Initially we point out that defendant's contention on appeal that Friend lacked such authority constitutes a challenge to the sufficiency of the evidence; we need therefore determine only whether the record contains any substantial evidence to support the findings of the trial court. (Nichols v. Mitchell (1948) 32 Cal.2d 598, 197 P.2d 550; Kazanteno v. California-Western etc. Ins. Co. (1955) 137 Cal.App.2d 361, 290 P.2d 332; Correa v. Quality Motor Co. (1953) 118 Cal.App.2d 246, 257 P.2d 738.)

Actual authority arises as a consequence of conduct of the principal which causes an agent reasonably to believe that the principal consents to the agent's execution of an act on behalf of the principal. (Civ.Code, § 2316; County First National Bank of Santa Cruz v. Coast D. & L. Co. (1941) 46 Cal.App.2d 355, 364, 115 P.2d 988; Correa v. Quality Motor Co., supra, 118 Cal.App.2d 246, 251, 257 P.2d 738; Gaine v. Austin (1943) 58 Cal.App.2d 250, 260, 136 P.2d 584; 1 Rest.2d Agency (1957) § 26.) Similarly, ostensible authority arises as a result of conduct of the principal which cause the third party reasonably to believe that the agent possesses the authority to act on the principal's behalf. (Civ.Code, §§ 2300, 2317; Donnelly v. San Francisco Bridge Co. (1897) 117 Cal. 417, 421, 49 P. 559; County First National Bank of Santa Cruz v. Coast D. & L. Co., supra, 46 Cal.App.2d 355, 366, 115 P.2d 988; Kazanteno v. Calfornia-Western etc. Ins. Co., supra, 137 Cal.App.2d 361, 372, 290 P.2d 332; Rest.2d Agency, supra, §§ 8, 27, 49.)

To establish actual or ostensible authority the principal's consent need not be express. 'Agency may be implied from the by his acts has led others to believe that he has conferred authority upon an agent, he cannot be heard to assert, as against third persons who have relied thereon in good faith, that he did not intend to confer such power. * * * An agent's authority may be proved by circumstantial evidence * * *.' (Gaine v. Austin, supra, 58 Cal.App.2d 250, 260-261, 136 P.2d 584, 590.)

The record contains substantial evidence to support the finding of both actual and ostensible authority. With respect to actual authority the evidence shows that defendant engaged Friend to represent plaintiff in the Villines suit, and, in the words of defendant's claims manager, 'to represent * * * our interests in the lawsuit.' Defendant failed to notify Friend of any actual limitations upon his authority although it knew that Friend concerned himself with the question of policy coverage, and, indeed, had notified defendant that its reservation of rights agreement was ineffective.

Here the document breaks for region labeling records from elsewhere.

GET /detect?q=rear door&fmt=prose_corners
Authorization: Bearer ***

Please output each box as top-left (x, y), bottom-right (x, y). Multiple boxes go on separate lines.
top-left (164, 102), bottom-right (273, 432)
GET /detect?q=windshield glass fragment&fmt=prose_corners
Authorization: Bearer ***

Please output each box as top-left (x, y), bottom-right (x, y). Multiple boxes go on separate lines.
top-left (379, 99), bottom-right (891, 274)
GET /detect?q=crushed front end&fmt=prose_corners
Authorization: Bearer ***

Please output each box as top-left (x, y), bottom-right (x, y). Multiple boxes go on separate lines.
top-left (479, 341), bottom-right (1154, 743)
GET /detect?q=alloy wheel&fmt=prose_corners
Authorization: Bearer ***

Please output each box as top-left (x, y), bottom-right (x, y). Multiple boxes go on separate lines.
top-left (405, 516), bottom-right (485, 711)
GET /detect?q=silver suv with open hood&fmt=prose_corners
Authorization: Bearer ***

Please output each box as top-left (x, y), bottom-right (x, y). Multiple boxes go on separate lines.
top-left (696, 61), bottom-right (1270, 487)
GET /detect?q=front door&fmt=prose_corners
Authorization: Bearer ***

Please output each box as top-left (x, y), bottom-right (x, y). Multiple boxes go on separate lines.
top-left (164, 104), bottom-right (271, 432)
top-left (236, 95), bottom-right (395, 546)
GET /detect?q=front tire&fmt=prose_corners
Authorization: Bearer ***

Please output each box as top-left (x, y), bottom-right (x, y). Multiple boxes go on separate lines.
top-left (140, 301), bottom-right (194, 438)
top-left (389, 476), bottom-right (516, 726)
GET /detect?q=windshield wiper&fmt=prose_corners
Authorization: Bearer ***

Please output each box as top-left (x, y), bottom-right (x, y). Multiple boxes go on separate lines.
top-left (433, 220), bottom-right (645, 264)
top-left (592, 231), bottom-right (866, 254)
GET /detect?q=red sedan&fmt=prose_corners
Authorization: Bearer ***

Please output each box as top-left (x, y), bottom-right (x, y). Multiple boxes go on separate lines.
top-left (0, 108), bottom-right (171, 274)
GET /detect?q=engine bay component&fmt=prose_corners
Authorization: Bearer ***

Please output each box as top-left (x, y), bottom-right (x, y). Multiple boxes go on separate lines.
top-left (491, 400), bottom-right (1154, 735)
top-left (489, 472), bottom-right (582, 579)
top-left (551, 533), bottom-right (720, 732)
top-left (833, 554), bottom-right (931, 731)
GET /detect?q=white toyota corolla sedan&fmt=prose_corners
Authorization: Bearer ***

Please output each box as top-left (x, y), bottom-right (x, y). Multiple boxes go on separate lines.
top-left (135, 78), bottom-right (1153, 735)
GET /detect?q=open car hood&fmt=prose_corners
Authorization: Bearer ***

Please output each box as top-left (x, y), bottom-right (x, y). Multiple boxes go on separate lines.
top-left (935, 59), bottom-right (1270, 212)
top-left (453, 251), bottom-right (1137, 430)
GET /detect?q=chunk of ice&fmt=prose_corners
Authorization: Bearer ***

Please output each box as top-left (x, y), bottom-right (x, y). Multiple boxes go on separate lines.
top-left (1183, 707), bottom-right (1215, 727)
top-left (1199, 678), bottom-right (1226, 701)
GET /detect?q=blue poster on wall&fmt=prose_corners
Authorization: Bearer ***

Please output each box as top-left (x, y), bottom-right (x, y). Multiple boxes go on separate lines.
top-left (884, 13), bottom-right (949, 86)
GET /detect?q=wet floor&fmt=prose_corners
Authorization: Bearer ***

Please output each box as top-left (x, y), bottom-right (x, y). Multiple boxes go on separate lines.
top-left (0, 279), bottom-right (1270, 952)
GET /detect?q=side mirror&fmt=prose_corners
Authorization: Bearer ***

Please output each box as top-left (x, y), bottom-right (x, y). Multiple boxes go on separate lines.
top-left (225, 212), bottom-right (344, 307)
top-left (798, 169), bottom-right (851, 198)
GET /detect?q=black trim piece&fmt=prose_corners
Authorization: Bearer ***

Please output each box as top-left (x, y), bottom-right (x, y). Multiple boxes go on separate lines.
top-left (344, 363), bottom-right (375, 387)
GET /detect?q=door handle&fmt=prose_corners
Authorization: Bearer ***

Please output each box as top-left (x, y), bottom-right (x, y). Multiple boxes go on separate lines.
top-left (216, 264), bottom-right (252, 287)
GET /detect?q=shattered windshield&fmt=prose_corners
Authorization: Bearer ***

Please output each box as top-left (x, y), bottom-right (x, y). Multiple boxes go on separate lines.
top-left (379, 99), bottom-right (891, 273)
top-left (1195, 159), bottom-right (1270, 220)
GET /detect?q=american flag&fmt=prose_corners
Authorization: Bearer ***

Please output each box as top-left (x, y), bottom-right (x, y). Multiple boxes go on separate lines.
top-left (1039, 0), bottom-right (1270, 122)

Mr. Biglow, defendant's counsel in the instant proceeding, stated to the trial court that '* * * in every one of these situations, the defense attorneys hired by * * * the insurance company * * * are called upon by (the insurer) to write letters and express opinions relative to the efficacy of insurance policies. * * *' The record, in fact, discloses a volume of correspondence between Friend and defendant concerning coverage problems. Defendant's silence in the face of this continuing correspondence could reasonably cause Friend to believe that he possesed actual authority to represent defendant in his relations with plaintiff concerning questions of coverage.